Grey terdiam beberapa saat sebelum menggelengkan kepala.

"Terserah. Berteman pun boleh."

Gadis ini sengaja tidak menjabat tangannya, dia takut dengan kemungkinan kena hipnotis karena bersentuhan dengan orang lain.

"Oke," ucapnya sambil tersenyum. Dia tidak terlihat kesal, malah semakin senang meskipun Grey tidak menjabat tangannya.

"Kita boleh bertukar nomor ponsel?"

"Saya kasih akun instagram aja, ya? Nomor ponsel ini privat, untuk orang yang saya kenal lama saja. Maaf ya?"

"Oke, tidak masalah. Apa nama akunnya?" tanya cowok yang belum Grey ketahui namanya siapa.

"@xianxian.Nanti saya follback."

"Oke. Oh iya, kita belum kenalan. Nama kamu Xian?" tanya cowok itu dengan bersemangat. Grey harus mengakui jika senyumannya terlihat begitu manis.

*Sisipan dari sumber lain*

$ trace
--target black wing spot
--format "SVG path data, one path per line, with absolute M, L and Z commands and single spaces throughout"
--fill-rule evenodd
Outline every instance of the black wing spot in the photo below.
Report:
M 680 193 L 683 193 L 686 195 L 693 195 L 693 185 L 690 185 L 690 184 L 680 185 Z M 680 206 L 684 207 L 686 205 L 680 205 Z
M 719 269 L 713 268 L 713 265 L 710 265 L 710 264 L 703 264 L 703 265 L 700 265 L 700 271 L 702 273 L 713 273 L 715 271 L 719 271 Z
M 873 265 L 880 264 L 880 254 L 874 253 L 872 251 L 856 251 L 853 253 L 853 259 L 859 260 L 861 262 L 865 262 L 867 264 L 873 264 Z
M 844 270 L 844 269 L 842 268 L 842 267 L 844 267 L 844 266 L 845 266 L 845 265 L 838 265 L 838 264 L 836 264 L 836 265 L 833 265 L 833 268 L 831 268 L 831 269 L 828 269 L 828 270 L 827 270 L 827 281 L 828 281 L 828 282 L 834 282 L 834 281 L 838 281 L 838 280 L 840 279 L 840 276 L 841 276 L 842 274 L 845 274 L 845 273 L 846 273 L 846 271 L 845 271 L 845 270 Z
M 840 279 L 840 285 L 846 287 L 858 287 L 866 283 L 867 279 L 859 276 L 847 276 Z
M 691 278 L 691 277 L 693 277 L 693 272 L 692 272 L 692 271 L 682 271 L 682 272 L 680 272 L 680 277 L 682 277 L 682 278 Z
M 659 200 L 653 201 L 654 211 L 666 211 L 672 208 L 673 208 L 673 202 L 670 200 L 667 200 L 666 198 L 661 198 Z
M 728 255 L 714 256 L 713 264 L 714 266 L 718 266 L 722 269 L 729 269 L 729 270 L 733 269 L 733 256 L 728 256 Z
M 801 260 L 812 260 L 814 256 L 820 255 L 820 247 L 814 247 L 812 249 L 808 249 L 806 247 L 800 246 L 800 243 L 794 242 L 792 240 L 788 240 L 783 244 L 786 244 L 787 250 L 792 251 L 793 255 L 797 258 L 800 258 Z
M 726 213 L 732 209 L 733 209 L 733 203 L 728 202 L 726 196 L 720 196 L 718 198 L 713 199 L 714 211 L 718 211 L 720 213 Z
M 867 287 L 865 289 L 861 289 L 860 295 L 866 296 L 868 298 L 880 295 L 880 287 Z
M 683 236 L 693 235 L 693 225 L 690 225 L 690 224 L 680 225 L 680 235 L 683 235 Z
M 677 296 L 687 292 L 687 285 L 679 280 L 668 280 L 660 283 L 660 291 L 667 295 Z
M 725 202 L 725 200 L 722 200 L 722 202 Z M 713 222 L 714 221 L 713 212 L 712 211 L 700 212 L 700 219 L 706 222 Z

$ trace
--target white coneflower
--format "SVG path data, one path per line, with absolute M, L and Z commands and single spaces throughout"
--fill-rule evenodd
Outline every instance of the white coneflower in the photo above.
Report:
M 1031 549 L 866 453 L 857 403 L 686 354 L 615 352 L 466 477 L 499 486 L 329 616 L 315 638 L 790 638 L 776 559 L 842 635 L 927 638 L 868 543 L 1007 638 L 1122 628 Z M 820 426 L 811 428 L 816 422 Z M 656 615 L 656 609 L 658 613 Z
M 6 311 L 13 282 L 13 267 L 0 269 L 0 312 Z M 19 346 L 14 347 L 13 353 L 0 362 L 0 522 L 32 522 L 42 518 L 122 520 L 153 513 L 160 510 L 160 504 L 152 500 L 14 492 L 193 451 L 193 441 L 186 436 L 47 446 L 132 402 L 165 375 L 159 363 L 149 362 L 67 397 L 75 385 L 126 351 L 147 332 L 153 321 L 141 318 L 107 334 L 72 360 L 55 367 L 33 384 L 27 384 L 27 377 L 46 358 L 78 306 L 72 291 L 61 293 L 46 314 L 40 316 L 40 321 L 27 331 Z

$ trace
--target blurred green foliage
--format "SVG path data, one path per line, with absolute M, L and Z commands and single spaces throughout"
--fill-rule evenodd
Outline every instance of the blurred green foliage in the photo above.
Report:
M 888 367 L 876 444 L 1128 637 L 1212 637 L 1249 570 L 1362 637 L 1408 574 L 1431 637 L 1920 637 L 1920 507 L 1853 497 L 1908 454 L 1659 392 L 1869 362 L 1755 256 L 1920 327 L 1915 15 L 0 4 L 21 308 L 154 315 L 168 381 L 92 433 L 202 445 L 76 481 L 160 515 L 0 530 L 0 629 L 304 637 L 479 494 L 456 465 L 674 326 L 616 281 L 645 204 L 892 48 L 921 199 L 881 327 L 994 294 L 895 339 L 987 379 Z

"Bukan, namaku Grey. Nama kamu siapa?"

"Jie Zhan."

Detik itu juga jantungnya berdebar semakin cepat, namanya begitu terkait dengan nama dua orang yang dia sayangi.

"Serius? Kamu asli Indonesia atau ada campurannya?"

"Ada campurannya. Mama orang China, Papa orang Indonesia. Yah, akhirnya tinggal di Indonesia."

"Wah, keren." Terlihat jelas Grey antusias dengan ceritanya. Semua yang terkait dengan idolanya akan membuatnya menjadi semangat, tidak perduli seberapa capeknya dia, pasti akan memberikannya semangat karena mereka adalah sumber semangatnya.

"Kamu terlihat bersemangat, kenapa?"

"Ah iya, aku suka dengan aktor Xiao Zhan. Benar-benar menyukainya. Senyumannya manis, dia tampan sekaligus manis dan cantik. Dari dia juga saya ingin menyayangi diri saya lebih lagi, merawatnya supaya saya terlihat baik dan cantik. Saya ingin melatih kemampuan saya karena idola saya begitu multitalenta. Aktingnya luar biasa totalitas, sehingga saya juga harus totalitas dalam bekerja. Yah, dia sumber motivasi saya," ucapnya sambil tersenyum lebar. 

Jie Zhan mengacungkan jempol padanya, senang mendengarnya bercerita dengan begitu bersemangat.